By Betty Carpick

My first experience with festivals began at Canada’s National Ukrainian Festival in Dauphin, Manitoba when I was ten years old. The grandstand performance included Ukrainian dance groups, choirs, orchestras, soloists, and musicians decked in traditional clothing. The headliner was Al Cerny, an energetic fiddler who I’d never heard of. I was naïve about popular music stars, Ukrainian and otherwise. I got totally absorbed in the pulse of the festival with its glorious expression of heritage, culture, and traditions. The atmosphere, the colours, the music, the food, the crowds, and the sense of community held a strange power over my emotions. Neurochemical bliss flooded my brain. I was happy.

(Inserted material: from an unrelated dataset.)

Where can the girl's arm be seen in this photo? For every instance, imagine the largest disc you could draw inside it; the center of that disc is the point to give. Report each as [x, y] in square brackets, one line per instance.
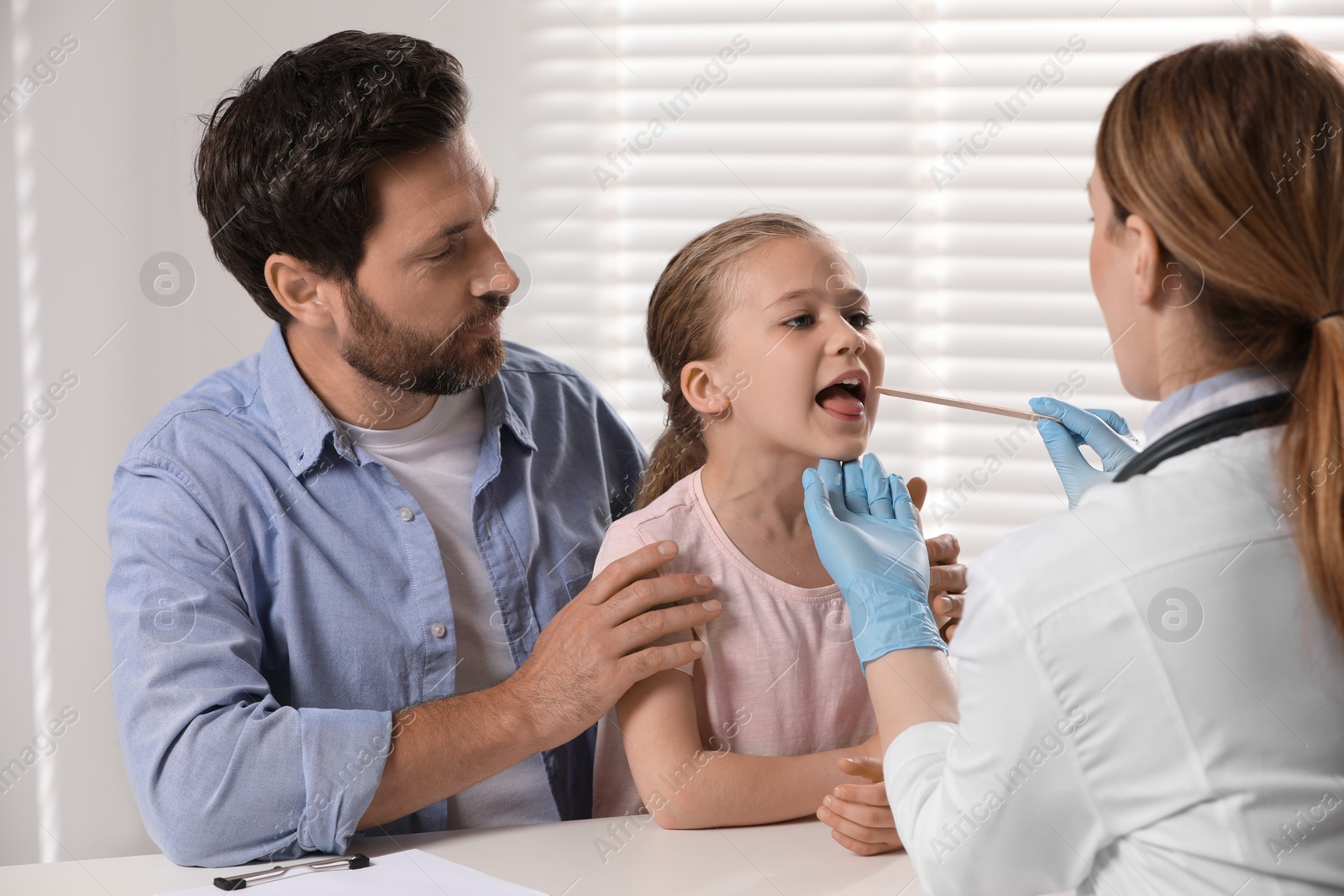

As time passed, I began to appreciate complex aesthetic beauty on an intellectual level and became more discerning. Since the 1960s, the multi-billion-dollar festival calendar has expanded to cater to everyone. I’ve attended indoor and outdoor music festivals from cultural to learning, from national to seasonal. Sometimes I went was because a festival suited my tastes; mostly it was because my friends were going. Festivals can be great places to hang out, see favourite artists, eat delicious food, do a little dancing, and people watch. Attention to the lineup, the access and location, security, food and drink, ambiance, cleanliness, and the respectfulness of the crowd makes for good times. After all, festivals are a diversion and hopefully, provide inspiration and pleasant memories.

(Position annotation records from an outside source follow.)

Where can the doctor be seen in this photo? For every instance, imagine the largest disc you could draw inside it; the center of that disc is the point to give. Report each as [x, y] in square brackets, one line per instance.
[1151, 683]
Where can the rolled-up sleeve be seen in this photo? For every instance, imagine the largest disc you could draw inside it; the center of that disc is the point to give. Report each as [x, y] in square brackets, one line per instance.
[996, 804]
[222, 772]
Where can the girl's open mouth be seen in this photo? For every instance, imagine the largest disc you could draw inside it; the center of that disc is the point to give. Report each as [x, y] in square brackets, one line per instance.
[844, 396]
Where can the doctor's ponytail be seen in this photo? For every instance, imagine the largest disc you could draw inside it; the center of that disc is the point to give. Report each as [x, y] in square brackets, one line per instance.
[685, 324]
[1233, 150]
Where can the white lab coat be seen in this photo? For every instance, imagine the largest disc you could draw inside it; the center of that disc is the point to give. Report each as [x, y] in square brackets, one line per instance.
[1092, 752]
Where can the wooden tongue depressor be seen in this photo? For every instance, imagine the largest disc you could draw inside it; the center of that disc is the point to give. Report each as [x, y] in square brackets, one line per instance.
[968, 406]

I’ve had good times and bad times at festivals. I experienced a euphoric trance-like state while listening to Ornette Coleman at the Festival International de Jazz de Montréal. I wearied of the crowd’s predictable slide into inebriation for the two weeks that I worked a photo booth at Oktoberfest in Winnipeg. I lived in a 1920 Chevy truck as a carnie-wannabee at the Morden Corn & Apple Festival. I lost my Praktica 35mm camera at the Calgary Stampede. I enjoyed artisanal food and drink at Terra Madre Salone del Gusto, one of the world’s largest gastronomic festivals. I delighted in the mosquito-eating dragonflies hovering above the crowd at the Winnipeg Folk Festival. 

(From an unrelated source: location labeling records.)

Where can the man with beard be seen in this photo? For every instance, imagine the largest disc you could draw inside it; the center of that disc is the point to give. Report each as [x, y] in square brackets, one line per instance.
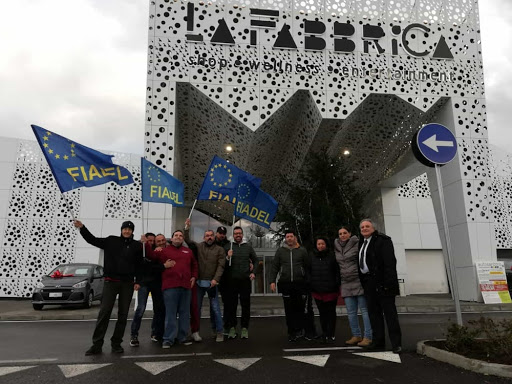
[122, 261]
[211, 267]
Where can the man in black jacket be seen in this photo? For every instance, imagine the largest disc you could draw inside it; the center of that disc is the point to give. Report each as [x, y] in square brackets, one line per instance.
[377, 271]
[237, 278]
[151, 282]
[122, 259]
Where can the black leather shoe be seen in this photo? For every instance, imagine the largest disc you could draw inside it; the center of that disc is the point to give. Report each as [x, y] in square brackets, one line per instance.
[117, 349]
[94, 350]
[375, 347]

I’m not a veteran of the festival scene in any way and I’ve realized that the very act of attending many festivals isn’t for me. Every festival-goer experiences gripes like long lines, grubby porta-potties, lack of shade, and poor sight lines. Accepting a balance between the sweet moments and the inconveniences is part of what you pay for. But, the logistics, the homogenization, the environmental impact, the focus on revenue streams, and the unpredictability can put a damper on the vibe. For some reason, many corporatized festivals have retained their counter-cultural stature. They spin a fantasy about non-conformity while catering to the status quo and not encouraging diversity and inclusivity. Joni Mitchell, a Woodstock absentee, wrote in her festival anthem, “Think I’ll join a rock and roll band. I’ll camp out on the land. I’ll try and set my soul free.”